RLA Update

The Supreme Court has not decided a case involving the Railway Labor Act since 2009. Over the past two years (2016 & 2017), the federal courts of appeals have decided 22 cases involving the RLA. Here are some highlights:

  • In Herrera v. Command Security Corp., 837 F.3d 979 (9th Cir. 2016), a union sued an employer, alleging RLA violations. The Ninth Circuit found the employer unlawfully coerced and interfered with its workers’ rights; the union’s claim was “major” dispute; and employer’s refusal to mediate violated the RLA.
  • In Brotherhood of Locomotive Engineers and Trainmen v. Union Pac. RR Co., 879 F.3d 754 (7th Cir. 2017), and Brotherhood of Maintenance of Way Employees Division/IBT v. BNSF Railway, Inc., 834 F.3d 1071 (9th Cir. 2016), the circuit courts discuss the “major” vs. “minor” distinction in RLA cases (both finding the dispute at issue was minor).
  • In Pruter v. Local 210’s Pension Trust Fund, 858 F.3d 753 (2d Cir. 2017), former employees brought ERISA claims and state-law claims (for fraud and breach of contract related to collective bargaining agreement) against their union and pension plan. The Second Circuit held state-law claims were preempted by the RLA; ERISA’s 3-year SOL (not NLRA’s 6-mo SOL) applied to RLA claims; no evidence plan was arbitrary and capricious under ERISA.
  • In Alaska Airlines Inc. v.

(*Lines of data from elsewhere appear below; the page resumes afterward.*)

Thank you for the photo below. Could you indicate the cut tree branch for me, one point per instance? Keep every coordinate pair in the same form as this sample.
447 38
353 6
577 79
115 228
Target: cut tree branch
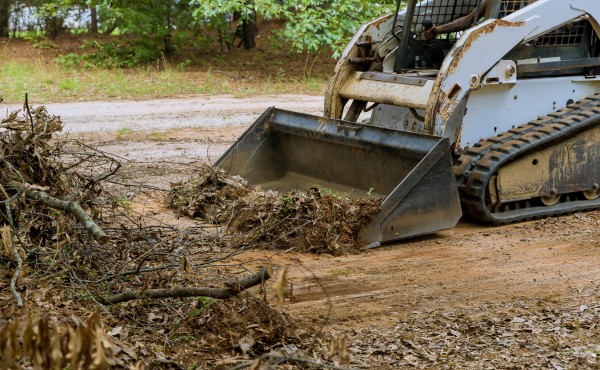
67 206
217 293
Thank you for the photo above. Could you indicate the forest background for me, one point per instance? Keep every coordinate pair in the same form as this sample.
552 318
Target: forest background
106 49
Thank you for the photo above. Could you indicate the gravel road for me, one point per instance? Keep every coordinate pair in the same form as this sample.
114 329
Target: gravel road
161 114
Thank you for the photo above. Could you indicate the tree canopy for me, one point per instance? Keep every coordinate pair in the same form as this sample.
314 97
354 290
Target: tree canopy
164 26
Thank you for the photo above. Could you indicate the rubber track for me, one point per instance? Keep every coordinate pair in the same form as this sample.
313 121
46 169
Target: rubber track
476 166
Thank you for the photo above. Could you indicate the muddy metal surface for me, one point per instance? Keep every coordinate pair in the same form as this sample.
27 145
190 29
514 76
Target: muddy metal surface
409 304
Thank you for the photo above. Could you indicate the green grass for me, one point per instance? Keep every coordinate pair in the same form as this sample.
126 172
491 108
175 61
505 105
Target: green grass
50 82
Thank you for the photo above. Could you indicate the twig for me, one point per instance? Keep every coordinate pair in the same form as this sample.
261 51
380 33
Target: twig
222 293
28 111
90 293
63 205
13 281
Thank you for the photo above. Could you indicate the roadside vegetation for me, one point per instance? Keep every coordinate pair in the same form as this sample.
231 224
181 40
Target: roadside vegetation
69 50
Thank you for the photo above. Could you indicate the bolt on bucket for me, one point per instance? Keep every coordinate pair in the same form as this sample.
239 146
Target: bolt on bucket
284 150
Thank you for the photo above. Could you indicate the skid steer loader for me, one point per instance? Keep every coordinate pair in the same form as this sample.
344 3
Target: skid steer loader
499 121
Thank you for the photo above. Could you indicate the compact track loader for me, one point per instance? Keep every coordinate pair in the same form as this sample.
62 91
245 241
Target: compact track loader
499 121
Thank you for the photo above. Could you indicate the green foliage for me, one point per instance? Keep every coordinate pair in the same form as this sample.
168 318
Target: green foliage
310 24
110 55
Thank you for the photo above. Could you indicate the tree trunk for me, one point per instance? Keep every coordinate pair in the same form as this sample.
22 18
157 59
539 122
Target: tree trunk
4 17
249 33
93 19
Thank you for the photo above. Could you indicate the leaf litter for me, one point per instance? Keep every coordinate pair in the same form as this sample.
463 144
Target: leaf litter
314 221
65 271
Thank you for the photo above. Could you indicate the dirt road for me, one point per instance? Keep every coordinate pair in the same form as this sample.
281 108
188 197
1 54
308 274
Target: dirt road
452 299
164 114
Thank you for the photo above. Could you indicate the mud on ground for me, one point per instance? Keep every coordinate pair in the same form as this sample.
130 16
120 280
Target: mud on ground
523 295
516 296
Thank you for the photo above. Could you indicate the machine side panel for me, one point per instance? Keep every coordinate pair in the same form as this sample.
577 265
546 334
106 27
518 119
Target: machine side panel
497 108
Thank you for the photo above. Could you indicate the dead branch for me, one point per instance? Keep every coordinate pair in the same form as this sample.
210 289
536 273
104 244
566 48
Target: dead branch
63 205
217 293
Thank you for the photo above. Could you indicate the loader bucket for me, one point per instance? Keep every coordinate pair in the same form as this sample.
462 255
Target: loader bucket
285 150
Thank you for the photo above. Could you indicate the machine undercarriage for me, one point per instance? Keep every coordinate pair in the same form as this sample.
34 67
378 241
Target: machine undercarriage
498 121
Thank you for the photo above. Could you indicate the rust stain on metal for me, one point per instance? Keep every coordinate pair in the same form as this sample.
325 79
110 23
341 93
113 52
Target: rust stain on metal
378 22
443 107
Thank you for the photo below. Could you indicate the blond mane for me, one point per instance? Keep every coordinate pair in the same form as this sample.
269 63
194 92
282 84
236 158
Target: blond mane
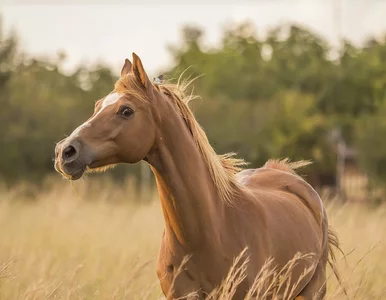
222 168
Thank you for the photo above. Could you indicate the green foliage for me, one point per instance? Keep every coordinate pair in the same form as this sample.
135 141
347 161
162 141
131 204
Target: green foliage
281 96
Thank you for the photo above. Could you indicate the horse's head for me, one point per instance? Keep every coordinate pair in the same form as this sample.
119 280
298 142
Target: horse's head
121 129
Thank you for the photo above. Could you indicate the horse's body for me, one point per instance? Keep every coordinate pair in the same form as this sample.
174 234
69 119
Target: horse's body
212 211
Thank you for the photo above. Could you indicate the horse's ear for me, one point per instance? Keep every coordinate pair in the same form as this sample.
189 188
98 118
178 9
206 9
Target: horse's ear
139 71
126 68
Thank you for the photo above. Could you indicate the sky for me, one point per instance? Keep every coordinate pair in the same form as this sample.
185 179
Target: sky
109 31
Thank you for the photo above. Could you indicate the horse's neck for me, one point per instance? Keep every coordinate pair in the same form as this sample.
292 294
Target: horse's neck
191 205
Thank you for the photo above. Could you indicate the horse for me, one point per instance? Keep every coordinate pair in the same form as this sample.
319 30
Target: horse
213 207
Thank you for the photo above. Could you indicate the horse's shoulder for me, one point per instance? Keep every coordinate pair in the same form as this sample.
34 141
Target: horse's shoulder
278 180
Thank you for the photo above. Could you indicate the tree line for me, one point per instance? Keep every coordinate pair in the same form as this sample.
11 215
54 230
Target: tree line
284 95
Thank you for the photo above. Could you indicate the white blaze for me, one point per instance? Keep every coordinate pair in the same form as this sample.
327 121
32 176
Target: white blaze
109 100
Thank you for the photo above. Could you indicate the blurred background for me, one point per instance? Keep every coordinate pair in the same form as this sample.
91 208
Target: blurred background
304 79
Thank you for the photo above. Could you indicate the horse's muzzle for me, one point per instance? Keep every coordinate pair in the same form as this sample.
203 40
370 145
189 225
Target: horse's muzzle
71 158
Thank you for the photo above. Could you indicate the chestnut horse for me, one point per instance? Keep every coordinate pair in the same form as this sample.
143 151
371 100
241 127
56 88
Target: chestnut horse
212 209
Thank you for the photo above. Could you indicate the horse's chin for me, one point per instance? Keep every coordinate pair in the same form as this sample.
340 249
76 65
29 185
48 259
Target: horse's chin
96 168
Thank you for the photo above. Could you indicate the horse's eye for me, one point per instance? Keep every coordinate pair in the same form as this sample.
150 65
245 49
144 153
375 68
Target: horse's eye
125 111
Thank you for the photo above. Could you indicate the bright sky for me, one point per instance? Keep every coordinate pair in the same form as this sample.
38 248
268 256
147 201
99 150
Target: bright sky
96 31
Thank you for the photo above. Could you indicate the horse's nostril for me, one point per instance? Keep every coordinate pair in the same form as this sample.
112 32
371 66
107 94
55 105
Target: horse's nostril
69 152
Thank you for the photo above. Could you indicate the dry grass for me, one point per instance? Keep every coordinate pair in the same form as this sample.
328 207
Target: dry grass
94 241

Schurke, 846 F.3d 1081 (9th Cir. 2017), the Ninth Circuit held that the RLA preempted the state labor department’s enforcement actions. But en-banc review was granted in June 2017 (no en-banc decision yet). This could be a big preemption/state-vs-federal decision. Maybe the next RLA case to get to SCOTUS?
  • Airline Serv. Providers Assoc. v. Los Angeles World Airports, 873 F.3d 1074 (9th Cir. 2017);
  • Cases involving attempts to appeal RLA arbitration awards: Sullivan v. Endeavor Air Inc., 856 F.3d 533 (8th Cir. 2017); Nat’l Railroad Passenger Corp. v. Fraternal Order of Police, Lodge 189 Labor Comm., 855 F.3d 335 (D.C. Cir. 2017) (cert. pet. filed; maybe the next RLA case to get to SCOTUS?); Douglas Walter Green v. Frost Brown Todd LLC, 2017 WL 6210784 (6th Cir. 2017); Spirit Airlines Inc. v. Assoc. of Flight Attendants-CWA, AFL-CIO, 644 F. App’x 684 (6th Cir.  2016).
  • And finally, here’s my favorite (read: least favorite) kind of decision from the Fifth Circuit, a per curiam affirmance with no opinion (i.e., “having reviewed the record, briefs, and argument, we affirm”): Serna v. Transport Workers Union of Amer.  AFL-CIO, 654 F. App’x 665 (5th Cir. 2016).